After successful primer extension step of HR, repair can proceed by either the SDSA or DSBR sub-pathways. The SDSA pathway is characterized by displacement of the extended primer from the D-loop, supposedly due to helicase action. In vivo studies have identified several helicases (including Sgs1, Mph1 and Srs2) that reduce the generation of crossover products and promote SDSA [24,27,45,46]. Sgs1 suppresses crossovers by dissolving the double Holliday junctions formed via second-end capture into non-crossovers [47-49], but is not capable of dissociating extended D-loops in our system. However, Srs2 might promote the SDSA pathway by unwinding the invading strand from the D-loop [10,11]. While Srs2 is able to unwind synthetic D-loop structures [26 and our unpublished data], we observed no effects of Srs2 on the unwinding of Rad51-mediated D-loops [24] or on products of D-loop extension (Fig. 5). In fact, we observed a slight stabilization of extension products at low Srs2 concentrations (Fig. 5). Thus, the role of Srs2 in promoting SDSA appears to be removal of Rad51 protein from the second end of the DSB, thus preventing formation of a double Holliday Junction intermediate. Alternatively, it could influence D-loop extension by interacting with Pol32 and sumoylated PCNA [15,50-53]. Post-translational modification may also be an important factor as phosphorylation and sumoylation of Srs2 influence SDSA promotion [25]. Our data clearly demonstrate that Mph1 is fully capable of dissociating the extended strand after DNA repair synthesis, in accordance with its observed ability to unwind invading strands from D-loops [24]. Mechanisms that regulate Mph1 activity during meiosis, or whenever exchange of genetic information occurs, remain to be determined. It is possible that Mph1 transcription is down-regulated, as seen during sporulation and after alpha factor arrest, processes that precede meiosis in which transcription of Mph1 decreases 2-fold [54,55]. Post-translational modifications and/or sub-cellular re-localization might also be important regulatory processes. Other factors, such as MutSα, that have been shown to participate in the Mph1-dependent promotion of SDSA, may also modulate Mph1 activity [56]. Taken together, these findings suggest that Mph1 displaces the extended primer, whereas Srs2 and Sgs1 promote SDSA by other mechanisms.
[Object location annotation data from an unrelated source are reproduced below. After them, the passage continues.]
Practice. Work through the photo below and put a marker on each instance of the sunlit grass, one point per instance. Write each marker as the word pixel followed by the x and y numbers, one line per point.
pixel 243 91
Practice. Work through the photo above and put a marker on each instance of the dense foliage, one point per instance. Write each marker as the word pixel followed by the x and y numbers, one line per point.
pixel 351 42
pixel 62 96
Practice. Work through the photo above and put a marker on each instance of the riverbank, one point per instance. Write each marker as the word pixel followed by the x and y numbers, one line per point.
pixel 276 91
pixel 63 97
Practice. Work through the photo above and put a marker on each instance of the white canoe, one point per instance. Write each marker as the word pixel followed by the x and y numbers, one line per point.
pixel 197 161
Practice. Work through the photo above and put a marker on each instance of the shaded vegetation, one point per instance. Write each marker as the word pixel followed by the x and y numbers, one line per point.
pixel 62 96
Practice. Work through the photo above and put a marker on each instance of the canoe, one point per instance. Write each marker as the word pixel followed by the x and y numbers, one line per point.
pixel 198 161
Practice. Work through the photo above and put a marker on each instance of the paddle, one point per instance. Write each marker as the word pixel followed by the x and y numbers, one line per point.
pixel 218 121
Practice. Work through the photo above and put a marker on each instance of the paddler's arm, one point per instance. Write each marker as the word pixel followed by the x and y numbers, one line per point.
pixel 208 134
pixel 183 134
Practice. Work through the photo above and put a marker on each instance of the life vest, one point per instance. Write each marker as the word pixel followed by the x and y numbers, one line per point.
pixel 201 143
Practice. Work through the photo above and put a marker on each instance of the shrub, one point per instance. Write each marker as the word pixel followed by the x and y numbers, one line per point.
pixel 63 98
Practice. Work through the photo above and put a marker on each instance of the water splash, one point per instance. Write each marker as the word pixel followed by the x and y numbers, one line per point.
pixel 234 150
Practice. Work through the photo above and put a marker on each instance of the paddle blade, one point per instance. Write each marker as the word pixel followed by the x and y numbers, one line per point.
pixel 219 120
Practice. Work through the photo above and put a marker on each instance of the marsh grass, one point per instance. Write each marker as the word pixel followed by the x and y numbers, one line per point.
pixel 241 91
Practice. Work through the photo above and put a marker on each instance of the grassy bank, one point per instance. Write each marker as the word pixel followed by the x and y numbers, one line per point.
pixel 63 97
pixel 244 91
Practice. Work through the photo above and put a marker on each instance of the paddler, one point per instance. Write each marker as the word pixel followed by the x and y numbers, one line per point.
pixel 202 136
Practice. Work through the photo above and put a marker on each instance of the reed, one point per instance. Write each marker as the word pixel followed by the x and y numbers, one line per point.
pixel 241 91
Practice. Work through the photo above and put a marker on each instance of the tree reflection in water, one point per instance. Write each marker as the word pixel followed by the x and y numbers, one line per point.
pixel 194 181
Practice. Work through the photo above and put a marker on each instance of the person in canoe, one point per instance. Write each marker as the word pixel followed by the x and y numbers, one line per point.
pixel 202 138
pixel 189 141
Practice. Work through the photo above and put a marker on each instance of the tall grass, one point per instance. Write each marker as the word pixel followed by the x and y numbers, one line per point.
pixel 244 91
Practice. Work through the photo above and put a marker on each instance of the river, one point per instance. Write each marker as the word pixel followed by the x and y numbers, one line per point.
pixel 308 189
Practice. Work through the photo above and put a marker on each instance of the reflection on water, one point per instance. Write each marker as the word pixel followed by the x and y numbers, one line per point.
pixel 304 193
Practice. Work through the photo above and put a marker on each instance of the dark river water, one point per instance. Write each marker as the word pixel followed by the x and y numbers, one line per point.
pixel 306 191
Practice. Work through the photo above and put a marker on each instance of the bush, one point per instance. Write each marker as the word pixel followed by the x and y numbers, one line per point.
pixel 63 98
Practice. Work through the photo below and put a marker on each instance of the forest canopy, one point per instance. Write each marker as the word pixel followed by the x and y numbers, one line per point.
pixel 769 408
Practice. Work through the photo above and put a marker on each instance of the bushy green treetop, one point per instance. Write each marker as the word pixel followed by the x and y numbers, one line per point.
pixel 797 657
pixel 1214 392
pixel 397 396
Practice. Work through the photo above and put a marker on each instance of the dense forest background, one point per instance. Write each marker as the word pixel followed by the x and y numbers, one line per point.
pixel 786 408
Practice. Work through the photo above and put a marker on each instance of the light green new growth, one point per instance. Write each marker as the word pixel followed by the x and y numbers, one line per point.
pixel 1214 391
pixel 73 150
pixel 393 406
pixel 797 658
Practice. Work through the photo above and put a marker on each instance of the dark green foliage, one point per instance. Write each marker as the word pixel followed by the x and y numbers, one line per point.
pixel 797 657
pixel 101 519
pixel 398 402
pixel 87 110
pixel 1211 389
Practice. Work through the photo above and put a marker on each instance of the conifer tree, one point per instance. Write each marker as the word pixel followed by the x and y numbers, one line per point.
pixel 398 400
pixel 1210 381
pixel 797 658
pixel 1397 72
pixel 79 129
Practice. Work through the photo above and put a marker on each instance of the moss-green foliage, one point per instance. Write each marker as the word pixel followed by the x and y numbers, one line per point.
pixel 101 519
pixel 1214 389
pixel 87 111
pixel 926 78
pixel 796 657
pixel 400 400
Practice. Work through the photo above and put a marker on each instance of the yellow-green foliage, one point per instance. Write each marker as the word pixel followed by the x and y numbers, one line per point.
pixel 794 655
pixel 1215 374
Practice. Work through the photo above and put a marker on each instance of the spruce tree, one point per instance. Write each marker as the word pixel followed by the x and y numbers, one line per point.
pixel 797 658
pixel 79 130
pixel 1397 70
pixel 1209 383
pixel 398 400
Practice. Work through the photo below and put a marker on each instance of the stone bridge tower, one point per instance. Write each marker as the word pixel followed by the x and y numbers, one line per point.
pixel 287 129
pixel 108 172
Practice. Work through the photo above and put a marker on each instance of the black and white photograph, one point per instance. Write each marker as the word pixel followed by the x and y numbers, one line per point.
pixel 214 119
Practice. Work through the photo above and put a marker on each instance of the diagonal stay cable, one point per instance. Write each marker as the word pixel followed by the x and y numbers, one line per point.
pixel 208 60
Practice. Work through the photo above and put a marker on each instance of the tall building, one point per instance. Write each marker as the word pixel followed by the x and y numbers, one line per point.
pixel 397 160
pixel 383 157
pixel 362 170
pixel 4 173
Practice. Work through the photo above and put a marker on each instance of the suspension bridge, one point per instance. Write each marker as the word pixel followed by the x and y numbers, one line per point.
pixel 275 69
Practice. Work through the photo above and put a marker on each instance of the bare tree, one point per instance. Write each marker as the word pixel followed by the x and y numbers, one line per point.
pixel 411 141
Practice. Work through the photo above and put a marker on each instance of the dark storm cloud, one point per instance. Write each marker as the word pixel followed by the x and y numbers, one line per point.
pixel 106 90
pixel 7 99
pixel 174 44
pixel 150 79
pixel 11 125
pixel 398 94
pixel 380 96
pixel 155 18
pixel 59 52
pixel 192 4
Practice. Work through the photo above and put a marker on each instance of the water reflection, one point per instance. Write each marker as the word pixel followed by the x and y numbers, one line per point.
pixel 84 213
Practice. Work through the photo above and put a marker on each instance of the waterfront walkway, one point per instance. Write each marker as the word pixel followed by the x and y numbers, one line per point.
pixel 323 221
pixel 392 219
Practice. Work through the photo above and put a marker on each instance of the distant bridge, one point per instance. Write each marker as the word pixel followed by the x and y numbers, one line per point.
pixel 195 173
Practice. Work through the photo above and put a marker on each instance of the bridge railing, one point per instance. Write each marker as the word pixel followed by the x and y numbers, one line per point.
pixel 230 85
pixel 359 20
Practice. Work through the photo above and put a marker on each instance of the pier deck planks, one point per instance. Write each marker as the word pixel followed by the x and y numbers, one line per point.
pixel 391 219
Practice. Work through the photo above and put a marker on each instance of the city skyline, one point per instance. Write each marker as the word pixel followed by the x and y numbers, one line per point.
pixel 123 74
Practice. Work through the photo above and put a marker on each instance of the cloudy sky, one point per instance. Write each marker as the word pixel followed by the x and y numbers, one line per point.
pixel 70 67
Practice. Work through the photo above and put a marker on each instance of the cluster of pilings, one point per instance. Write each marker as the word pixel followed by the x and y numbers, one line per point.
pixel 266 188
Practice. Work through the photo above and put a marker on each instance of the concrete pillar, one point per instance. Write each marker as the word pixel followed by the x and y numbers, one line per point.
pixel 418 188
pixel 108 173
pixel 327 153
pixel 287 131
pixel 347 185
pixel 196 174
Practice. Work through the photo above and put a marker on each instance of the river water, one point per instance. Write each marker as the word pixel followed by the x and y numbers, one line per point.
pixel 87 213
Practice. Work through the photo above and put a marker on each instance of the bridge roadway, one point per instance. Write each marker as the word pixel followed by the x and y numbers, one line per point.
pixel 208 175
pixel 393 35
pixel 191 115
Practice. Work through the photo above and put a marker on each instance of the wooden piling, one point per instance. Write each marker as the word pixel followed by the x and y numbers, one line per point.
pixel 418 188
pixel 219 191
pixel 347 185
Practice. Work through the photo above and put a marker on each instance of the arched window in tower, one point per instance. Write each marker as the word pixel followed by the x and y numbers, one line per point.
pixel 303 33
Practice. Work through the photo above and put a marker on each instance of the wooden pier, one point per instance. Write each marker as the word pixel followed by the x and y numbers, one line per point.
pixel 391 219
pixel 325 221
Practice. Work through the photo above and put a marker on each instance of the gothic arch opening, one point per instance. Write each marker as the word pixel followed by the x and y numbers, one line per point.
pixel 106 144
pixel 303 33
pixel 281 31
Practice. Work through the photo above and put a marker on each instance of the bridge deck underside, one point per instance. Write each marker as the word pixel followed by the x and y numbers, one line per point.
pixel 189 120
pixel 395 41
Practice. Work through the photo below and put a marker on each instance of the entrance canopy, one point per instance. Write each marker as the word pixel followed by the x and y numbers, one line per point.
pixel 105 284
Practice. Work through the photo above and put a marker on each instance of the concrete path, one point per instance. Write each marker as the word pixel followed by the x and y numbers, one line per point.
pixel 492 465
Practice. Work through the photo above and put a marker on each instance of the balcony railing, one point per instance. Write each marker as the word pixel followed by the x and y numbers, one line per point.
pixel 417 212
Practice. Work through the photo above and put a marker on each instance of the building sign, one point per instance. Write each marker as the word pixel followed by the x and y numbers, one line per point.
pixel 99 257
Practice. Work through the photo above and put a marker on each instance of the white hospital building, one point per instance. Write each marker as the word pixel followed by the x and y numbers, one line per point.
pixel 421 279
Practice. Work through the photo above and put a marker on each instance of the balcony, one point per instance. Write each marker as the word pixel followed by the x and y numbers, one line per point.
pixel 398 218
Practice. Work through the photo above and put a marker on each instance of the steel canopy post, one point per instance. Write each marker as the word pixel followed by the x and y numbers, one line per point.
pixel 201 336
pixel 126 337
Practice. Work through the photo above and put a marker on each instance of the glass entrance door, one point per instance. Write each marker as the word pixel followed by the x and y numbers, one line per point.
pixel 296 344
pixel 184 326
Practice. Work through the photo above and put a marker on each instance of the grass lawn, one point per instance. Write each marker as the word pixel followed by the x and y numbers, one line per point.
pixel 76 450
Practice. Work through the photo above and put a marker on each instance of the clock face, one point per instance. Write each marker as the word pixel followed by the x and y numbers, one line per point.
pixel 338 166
In summary, we have described an in vitro system that offers the opportunity to unravel the molecular mechanisms and regulation of HR downstream of D-loop formation. While it has been shown that the invasion step occurs with almost equal efficiency and kinetics to those observed in gene conversion (GC), break-induced replication (BIR) and single-strand annealing (SSA) [46,56], new DNA synthesis is regulated differently in these processes. It will, therefore, be enlightening to study further the differences between these processes, and thus elucidate their specific regulatory elements, including the roles of post-translational modifications and protein–protein interactions.

Conflict of interest statement

The authors declare that there are no conflicts of interest.